The meat from those animals is excellent--and wholesome. They live well and they die well--I'm fussy about that. I hope I die as simply and unafraid as they do. Yes, I've watched and I've participated in their deaths: it is, as I understand it, part of my responsibility to them.
again do the math and read your pioneer history. assume 2 acres of land per person to produce a minimal food supply for a year. MA has 43520 acres of land including all non productive land. that land could support 21760 people which falls a bit short of the current population of 6 mil. if you think 2 acres is too large, remember early settlers had 10 acres or more so they would have food when crops were not so good.

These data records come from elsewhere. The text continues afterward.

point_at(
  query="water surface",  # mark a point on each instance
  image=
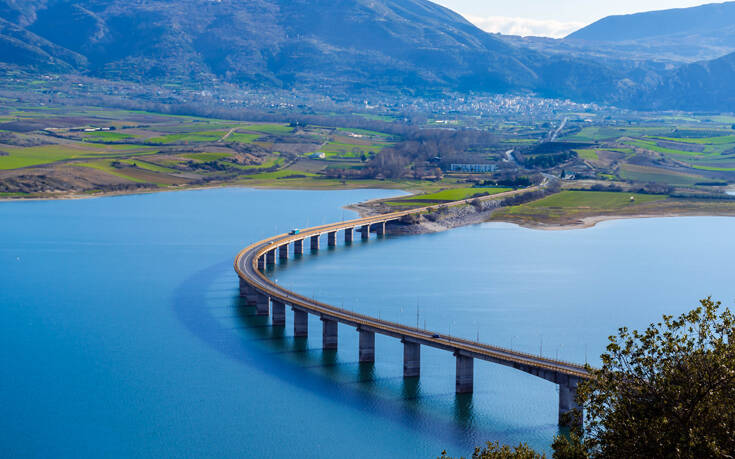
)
(122, 333)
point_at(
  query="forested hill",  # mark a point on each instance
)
(697, 33)
(411, 45)
(330, 46)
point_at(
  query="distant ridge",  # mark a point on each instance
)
(705, 20)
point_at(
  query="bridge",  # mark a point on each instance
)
(271, 298)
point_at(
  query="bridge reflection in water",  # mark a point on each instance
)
(270, 298)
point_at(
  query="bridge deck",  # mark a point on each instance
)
(246, 266)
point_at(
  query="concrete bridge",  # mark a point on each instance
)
(270, 298)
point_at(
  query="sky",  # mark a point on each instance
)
(551, 18)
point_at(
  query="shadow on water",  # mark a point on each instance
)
(269, 349)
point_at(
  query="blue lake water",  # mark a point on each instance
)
(122, 333)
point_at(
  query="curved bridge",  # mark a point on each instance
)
(268, 296)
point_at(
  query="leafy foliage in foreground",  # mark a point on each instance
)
(496, 451)
(667, 391)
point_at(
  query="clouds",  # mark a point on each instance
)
(525, 26)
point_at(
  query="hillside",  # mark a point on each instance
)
(688, 34)
(278, 43)
(408, 45)
(340, 47)
(703, 85)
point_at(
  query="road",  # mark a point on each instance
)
(246, 265)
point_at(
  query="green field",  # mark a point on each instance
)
(105, 166)
(242, 138)
(276, 175)
(364, 132)
(588, 153)
(274, 129)
(575, 203)
(456, 194)
(656, 175)
(347, 150)
(193, 137)
(34, 156)
(108, 136)
(720, 140)
(206, 157)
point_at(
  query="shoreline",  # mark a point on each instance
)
(364, 209)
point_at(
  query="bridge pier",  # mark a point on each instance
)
(244, 288)
(262, 304)
(380, 229)
(367, 346)
(279, 312)
(298, 247)
(300, 323)
(270, 257)
(411, 359)
(329, 333)
(349, 232)
(465, 373)
(568, 403)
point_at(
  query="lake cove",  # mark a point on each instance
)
(124, 335)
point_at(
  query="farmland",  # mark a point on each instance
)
(598, 165)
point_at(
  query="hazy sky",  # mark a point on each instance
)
(550, 18)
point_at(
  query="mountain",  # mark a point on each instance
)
(281, 43)
(403, 45)
(336, 47)
(685, 34)
(706, 85)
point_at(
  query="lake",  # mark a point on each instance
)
(123, 334)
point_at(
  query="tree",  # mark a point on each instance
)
(666, 391)
(495, 451)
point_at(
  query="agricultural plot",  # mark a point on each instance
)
(273, 129)
(645, 174)
(571, 205)
(443, 196)
(193, 137)
(108, 136)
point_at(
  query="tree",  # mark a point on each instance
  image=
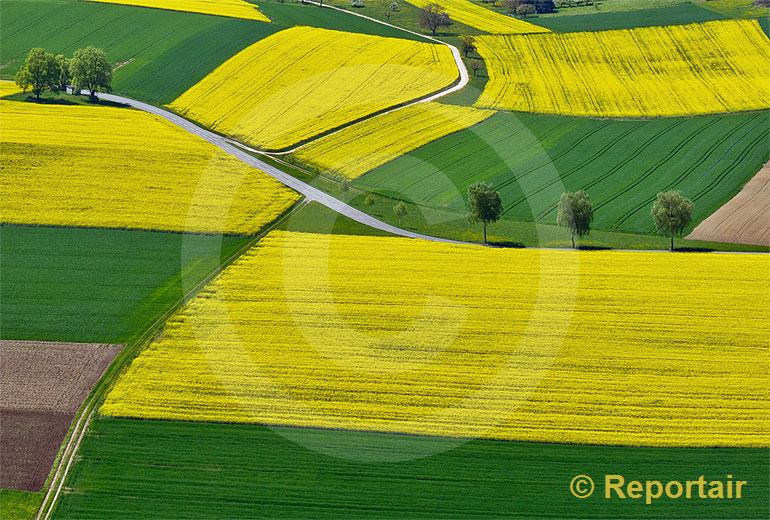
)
(485, 205)
(672, 212)
(575, 212)
(433, 17)
(468, 44)
(22, 79)
(399, 210)
(91, 71)
(38, 71)
(525, 9)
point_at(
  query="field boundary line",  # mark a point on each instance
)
(131, 349)
(455, 87)
(311, 193)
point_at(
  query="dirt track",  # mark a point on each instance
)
(42, 385)
(745, 219)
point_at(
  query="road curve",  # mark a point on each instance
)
(311, 193)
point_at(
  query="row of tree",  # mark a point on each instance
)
(88, 69)
(671, 211)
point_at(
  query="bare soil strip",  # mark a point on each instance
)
(42, 384)
(745, 219)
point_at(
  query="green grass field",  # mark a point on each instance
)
(95, 285)
(151, 469)
(157, 54)
(532, 159)
(19, 505)
(682, 13)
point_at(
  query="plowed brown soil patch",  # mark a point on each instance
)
(42, 384)
(745, 219)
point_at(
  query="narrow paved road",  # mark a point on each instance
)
(311, 193)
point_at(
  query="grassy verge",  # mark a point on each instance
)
(19, 505)
(150, 469)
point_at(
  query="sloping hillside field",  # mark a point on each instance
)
(362, 147)
(157, 54)
(390, 334)
(229, 8)
(98, 285)
(126, 169)
(745, 219)
(622, 165)
(713, 67)
(304, 81)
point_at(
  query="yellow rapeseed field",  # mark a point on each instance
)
(481, 18)
(363, 147)
(713, 67)
(121, 168)
(304, 81)
(228, 8)
(400, 335)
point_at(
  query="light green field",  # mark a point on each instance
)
(622, 165)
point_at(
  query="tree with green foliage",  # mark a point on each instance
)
(39, 72)
(484, 204)
(91, 71)
(672, 213)
(575, 212)
(468, 44)
(433, 17)
(399, 210)
(525, 10)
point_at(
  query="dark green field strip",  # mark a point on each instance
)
(19, 505)
(158, 469)
(622, 165)
(96, 285)
(674, 15)
(158, 54)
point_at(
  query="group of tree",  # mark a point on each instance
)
(433, 17)
(527, 7)
(88, 69)
(671, 211)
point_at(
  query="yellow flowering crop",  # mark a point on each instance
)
(118, 167)
(713, 67)
(481, 18)
(228, 8)
(304, 81)
(400, 335)
(363, 147)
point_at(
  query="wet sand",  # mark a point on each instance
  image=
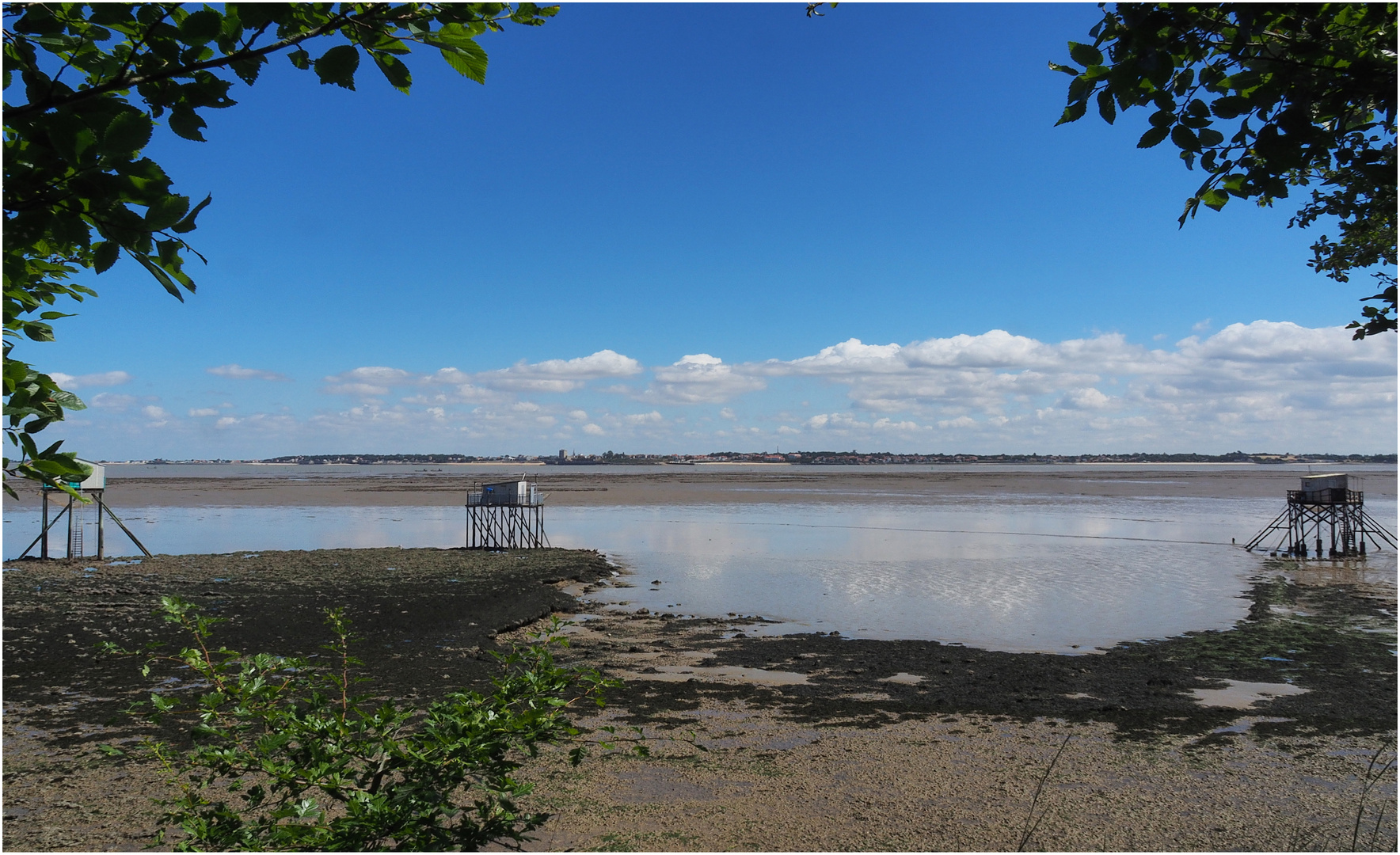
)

local food mean limited monotonous diets most of the year unless you spend a boat load of energy on hydroponic gardens to grow food out of season.
When I started working out (about 12 years ago) I hired a certified personal trainer. The man had to pass nutrition courses for his certification. He told me (and I have since confirmed with journal articles) that an adult needs only one and a half onces of protein a day for a healthy diet. We do not have to eat a pound of beast in order to live. A sensible mix of animal and vegetable protein and fats is good for the body and good use of resources too.
There's also the case of the USDA food pyramid which the agency tried to revise in 1991. Every senator and representative who sat on a committee that funded the USDA received a call from the agribusiness lobby objecting to the new pyramid. The USDA stopped printing the new pyramid (which specified much less meat and dairy that the one it revised or the the one that replaced it). We need more studies like the ones Mr. Leonard brought to our attention, as we can not rely on the government to give us information contrary to agribusiness' bottom line.